Know I’m at a Healthy Weight, But Want to Feel Slim

By November 14, 2012

Although I know I’m a healthy weight, my BMI is ** and I weigh *** (I’m 5ft. 5) I still feel big, sometimes I feel slim but sometimes I feel like my friends think I’m big too. I’ve been at university for 2 years now and have lost 22 lbs. since school, initially through just naturally becoming more active and eating smaller portions. I then regained some of this weight but lost it through excessive calorie restriction 800-1000 kcal/day. I now am trying to lose a final 5 or so lbs. I just want to feel slim, I feel so much happier if I lose weight. It makes me happier all day. To achieve this I eat below ****kcal per day which should mean I’d reach my goal weight quite quickly as I’m very active through walking to uni and regular exercise, however when I return home to visit family or if I drink alcohol, I binge, more than any normal person would eat then I feel very sad. I must eat about 3000-4000+ Kcal on a binge day. Sometimes this doesn’t occur for weeks but if I’m home from univ. it may last a few days. I feel sick after this and disgusted with myself. Also if I feel very upset or stressed I feel I need to eat to feel better. I’ve seen a counselor through my doctor but I didn’t think she helped as she wasn’t specialized in ED’s. I’ve read countless books on the topic and whilst I have such good intentions not to binge it seems at the time somehow I manage to convince myself its ok. What can I do? All I want to do is to be healthy and just lose a few more pounds so I can look good in a swimsuit. I just want to stop this bingeing. I don’t even really like the food I binge on I don’t know why I do it. I’m also obsessed with calories; I eat the same food every week just because I know what’s in it. I just want this to stop now. Thank you for your advice. – anonymous

Dear anonymous:

Let’s take a closer look at what you wrote:

  • I feel big (sometimes I feel slim)
  • I think my friends think I’m big
  • I have lost weight through calorie restriction
  • I want to feel slim
  • It makes me happier all day
  • When I return home I binge on alcohol and food
  • I want to look good in a swimsuit
  • I am obsessed with calories
  • I want to stop bingeing
  • I just want to lose a few more pounds

Reading your thoughts back, it is clear the there is a tension that exists within your own self. You feel one way, worry your friends feel another way, and lose yourself in the binge/restrict cycle.

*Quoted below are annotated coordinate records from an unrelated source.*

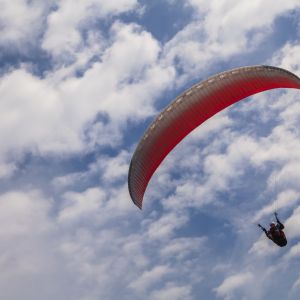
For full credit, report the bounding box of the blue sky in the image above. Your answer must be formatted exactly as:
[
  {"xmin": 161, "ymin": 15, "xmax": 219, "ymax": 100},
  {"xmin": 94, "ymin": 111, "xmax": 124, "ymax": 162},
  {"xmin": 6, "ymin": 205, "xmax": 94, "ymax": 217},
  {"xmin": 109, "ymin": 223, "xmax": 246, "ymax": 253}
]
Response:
[{"xmin": 0, "ymin": 0, "xmax": 300, "ymax": 300}]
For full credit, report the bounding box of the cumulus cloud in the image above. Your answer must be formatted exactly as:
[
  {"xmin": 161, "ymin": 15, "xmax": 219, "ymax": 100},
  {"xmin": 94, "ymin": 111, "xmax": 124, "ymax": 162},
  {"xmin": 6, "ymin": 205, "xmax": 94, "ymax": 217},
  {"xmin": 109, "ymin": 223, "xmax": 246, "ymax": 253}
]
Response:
[
  {"xmin": 214, "ymin": 272, "xmax": 253, "ymax": 299},
  {"xmin": 42, "ymin": 0, "xmax": 138, "ymax": 56},
  {"xmin": 165, "ymin": 0, "xmax": 299, "ymax": 80},
  {"xmin": 150, "ymin": 285, "xmax": 192, "ymax": 300}
]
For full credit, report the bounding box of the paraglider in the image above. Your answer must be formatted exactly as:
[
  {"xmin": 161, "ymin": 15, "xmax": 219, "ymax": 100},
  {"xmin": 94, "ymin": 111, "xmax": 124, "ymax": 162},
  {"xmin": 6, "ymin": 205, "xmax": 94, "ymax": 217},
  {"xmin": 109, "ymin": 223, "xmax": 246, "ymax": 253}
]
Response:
[
  {"xmin": 258, "ymin": 212, "xmax": 287, "ymax": 247},
  {"xmin": 128, "ymin": 66, "xmax": 300, "ymax": 209}
]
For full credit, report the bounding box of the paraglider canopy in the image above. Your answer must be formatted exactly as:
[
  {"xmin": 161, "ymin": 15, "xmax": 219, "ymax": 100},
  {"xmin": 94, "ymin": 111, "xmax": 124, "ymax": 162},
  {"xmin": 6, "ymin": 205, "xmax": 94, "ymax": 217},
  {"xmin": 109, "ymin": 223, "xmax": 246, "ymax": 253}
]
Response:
[{"xmin": 128, "ymin": 66, "xmax": 300, "ymax": 208}]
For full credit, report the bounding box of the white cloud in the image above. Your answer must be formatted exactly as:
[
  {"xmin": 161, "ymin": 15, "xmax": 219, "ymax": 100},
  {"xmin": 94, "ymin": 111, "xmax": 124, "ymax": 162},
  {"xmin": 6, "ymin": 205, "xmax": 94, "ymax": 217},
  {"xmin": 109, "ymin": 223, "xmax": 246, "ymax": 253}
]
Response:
[
  {"xmin": 129, "ymin": 266, "xmax": 172, "ymax": 293},
  {"xmin": 59, "ymin": 188, "xmax": 106, "ymax": 222},
  {"xmin": 214, "ymin": 272, "xmax": 253, "ymax": 299},
  {"xmin": 165, "ymin": 0, "xmax": 299, "ymax": 80},
  {"xmin": 150, "ymin": 284, "xmax": 192, "ymax": 300},
  {"xmin": 42, "ymin": 0, "xmax": 138, "ymax": 56}
]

800/1000 calories a day is not sufficient to maintain proper health for your height and weight. Although you did not have a positive experience with a counselor in the past, I think it would serve you well to find a dietitian experienced with disordered eaters. It will be important that you understand fully the consequences associated with the choices you are making to feel “happier all day”.

There is no sugar coated way to tell you that I think you need to seek professional treatment again. Many times the search for the right therapist takes perseverance. But the statements above are like a meditation mantra that you are repeating and repeating in your daily living and they are convincing you that playing with your food is the key to managing your mood.

But your body knows better. When you binge there is a part of you that is screaming out that it does not want to participate in the restriction game anymore and so you find yourself wanting to go all out and binge. Now, that has to be reeled in and made healthier but I appreciate the fighter part of you that is daring to go against the tide and claim the right to be fed and nurtured.

With the choice of alcohol, you are trying one more time to deaden its strength to fight the mantra by numbing it and again–you avoid what is really going on.

It is not the pounds that are really your biggest enemy to battle, it is what you fear is true about you that you are working over time to stuff down and refuse to let out. I strongly encourage you to re-enter a therapeutic relationship and find the happiness that comes from personal balance rather than false control.